Personal information
- Nationality: Filipino
- Hometown: Mariveles, Bataan
- College / University: Perpetual Help

Coaching information
Previous teams coached
| Years | Teams |
| 2019–2025 | Cignal HD Spikers |

Volleyball information
- Position: Setter

Career
| Years | Teams |
| 2014–2016 | Cignal HD Spikers |

= Dexter Clamor =

Filipino volleyball coach

Dexter Clamor is a Filipino volleyball coach and former player.

==Playing career==
Clamor was a setter for the Perpetual Help Altas.
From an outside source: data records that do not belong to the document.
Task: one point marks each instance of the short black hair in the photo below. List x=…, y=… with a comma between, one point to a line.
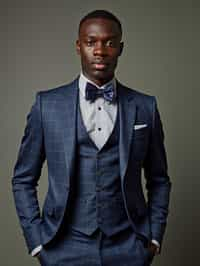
x=100, y=13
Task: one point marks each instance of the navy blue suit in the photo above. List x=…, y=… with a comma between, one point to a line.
x=51, y=134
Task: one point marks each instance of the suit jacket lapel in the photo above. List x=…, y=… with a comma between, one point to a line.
x=69, y=108
x=127, y=116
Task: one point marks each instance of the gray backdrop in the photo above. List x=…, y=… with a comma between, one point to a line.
x=161, y=58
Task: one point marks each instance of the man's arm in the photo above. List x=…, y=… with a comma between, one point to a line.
x=158, y=183
x=26, y=175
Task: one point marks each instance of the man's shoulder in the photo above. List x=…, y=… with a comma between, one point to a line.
x=60, y=90
x=138, y=94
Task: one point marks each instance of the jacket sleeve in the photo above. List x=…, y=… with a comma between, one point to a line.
x=27, y=171
x=158, y=183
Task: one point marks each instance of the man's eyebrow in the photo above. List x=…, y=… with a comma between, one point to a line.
x=107, y=37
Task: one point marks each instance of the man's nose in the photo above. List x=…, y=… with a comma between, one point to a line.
x=100, y=49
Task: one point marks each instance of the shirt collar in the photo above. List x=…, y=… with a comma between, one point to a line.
x=83, y=81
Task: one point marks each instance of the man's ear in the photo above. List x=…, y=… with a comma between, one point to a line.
x=121, y=48
x=78, y=47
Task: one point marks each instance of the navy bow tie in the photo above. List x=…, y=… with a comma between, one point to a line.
x=92, y=92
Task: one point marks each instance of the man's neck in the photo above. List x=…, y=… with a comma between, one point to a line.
x=95, y=83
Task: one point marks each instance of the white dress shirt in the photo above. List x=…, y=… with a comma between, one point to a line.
x=99, y=120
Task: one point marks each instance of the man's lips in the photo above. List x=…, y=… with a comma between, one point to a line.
x=100, y=65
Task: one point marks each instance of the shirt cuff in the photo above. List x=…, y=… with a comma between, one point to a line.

He was named in the training pool for the PLDT Home TVolution for the 2014 Asian Men's Club Volleyball Championship was unable to join due to personal reasons.

He later joined the Cignal HD Spikers of the Philippine Super Liga in 2014 helping the team win the 2014 Grand Prix. He played for Cignal in the Spikers' Turf for two more years.

==Coaching career==
Clamor later transitioned as an assistant coach for Cignal, under head coaches Macky Cariño and Oliver Almadro. He succeeded Almadro, becoming head coach starting the 2019 Spikers' Turf season and led Cignal to the 2019 Reinforced Conference title in his first tournament as head coach.

Cignal appeared in seven more finals under Clamor's watch. The streak was broken in their final tournament, the 2025 Invitational Conference. The club took a leave of absence from the league in January 2026.

Clamor won six of nine Cignal's Spikers' Turf titles.

==Personal life==
Hailing from Mariveles, Bataan, Clamor and is a public school teacher by profession.
After the disbandment of Cignal in 2026, Clamor set up the Next Level VolleyCamp in February 2026 a volleyball training camp.